Li Jianghao, Jung Sin-Ho
Department of Biostatistics and Bioinformatics, Duke University, Durham, North Carolina, USA.
Stat Med. 2020 Nov 10;39(25):3608-3623. doi: 10.1002/sim.8683. Epub 2020 Jul 30.
Cluster randomization trials randomize groups (called clusters) of subjects (called subunits) between intervention arms, and observations are collected from each subject. In this case, subunits within each cluster share common frailties, so that the observations from subunits of each cluster tend to be correlated.

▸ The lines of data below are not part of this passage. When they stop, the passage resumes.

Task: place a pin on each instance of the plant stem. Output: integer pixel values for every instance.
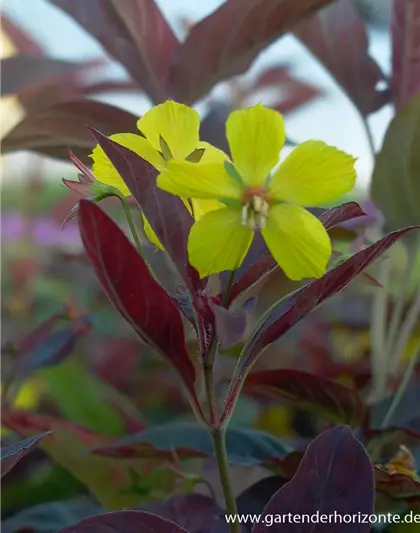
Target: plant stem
(379, 364)
(131, 224)
(396, 317)
(401, 389)
(219, 442)
(210, 392)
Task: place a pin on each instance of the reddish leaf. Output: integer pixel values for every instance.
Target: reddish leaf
(396, 485)
(24, 42)
(134, 33)
(293, 93)
(405, 51)
(337, 37)
(230, 325)
(26, 423)
(299, 304)
(52, 130)
(12, 454)
(132, 290)
(335, 476)
(22, 71)
(178, 441)
(205, 59)
(194, 512)
(125, 522)
(166, 213)
(337, 402)
(266, 264)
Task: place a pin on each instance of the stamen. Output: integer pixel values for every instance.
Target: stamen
(255, 212)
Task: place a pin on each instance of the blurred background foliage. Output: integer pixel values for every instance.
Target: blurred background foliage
(82, 369)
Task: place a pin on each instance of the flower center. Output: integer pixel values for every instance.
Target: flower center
(255, 212)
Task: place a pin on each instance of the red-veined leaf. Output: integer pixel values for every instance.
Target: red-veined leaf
(337, 36)
(51, 131)
(206, 59)
(284, 315)
(134, 33)
(335, 401)
(405, 51)
(132, 290)
(335, 476)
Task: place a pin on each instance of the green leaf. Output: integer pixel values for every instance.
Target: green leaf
(80, 398)
(396, 177)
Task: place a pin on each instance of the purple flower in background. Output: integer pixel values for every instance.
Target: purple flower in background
(44, 231)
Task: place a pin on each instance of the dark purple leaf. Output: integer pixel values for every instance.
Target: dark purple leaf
(134, 33)
(86, 175)
(165, 212)
(337, 37)
(132, 290)
(12, 454)
(21, 71)
(245, 447)
(212, 127)
(396, 485)
(266, 264)
(334, 477)
(299, 304)
(24, 42)
(231, 326)
(51, 131)
(194, 512)
(405, 51)
(124, 522)
(335, 401)
(205, 59)
(253, 500)
(395, 186)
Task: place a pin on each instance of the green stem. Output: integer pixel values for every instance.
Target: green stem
(401, 390)
(396, 317)
(132, 225)
(210, 392)
(219, 442)
(226, 295)
(379, 364)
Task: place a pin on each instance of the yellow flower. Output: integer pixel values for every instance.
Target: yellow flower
(169, 131)
(254, 198)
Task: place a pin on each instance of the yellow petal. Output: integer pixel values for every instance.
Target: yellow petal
(255, 137)
(177, 123)
(313, 174)
(105, 172)
(201, 207)
(218, 241)
(197, 180)
(298, 241)
(211, 153)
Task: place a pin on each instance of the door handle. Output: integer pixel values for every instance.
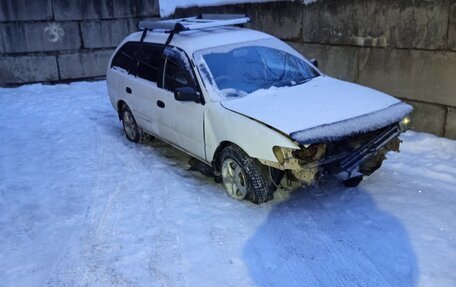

Oftentimes, the outcome of a cluster randomization trial is a time-to-event endpoint with censoring. In this article, we propose a closed form sample size formula for weighted rank tests to compare the marginal survival distributions between intervention arms under cluster randomization with possibly variable cluster sizes. Extensive simulation studies are conducted to evaluate the performance of our sample size formula under various design settings. Real study examples are taken to demonstrate our method.
整群随机试验将受试者组(称为整群)随机分配到各干预组,并且从每个受试者收集观察数据。在这种情况下,每个整群内的亚组具有共同的脆弱性,因此每个整群中亚组的观察结果往往具有相关性。通常,整群随机试验的结果是一个带有删失的事件发生时间终点。在本文中,我们提出了一个用于加权秩检验的封闭式样本量公式,以比较整群随机化下各干预组之间的边际生存分布,整群大小可能不同。我们进行了广泛的模拟研究,以评估我们的样本量公式在各种设计设置下的性能。通过实际研究实例来展示我们的方法。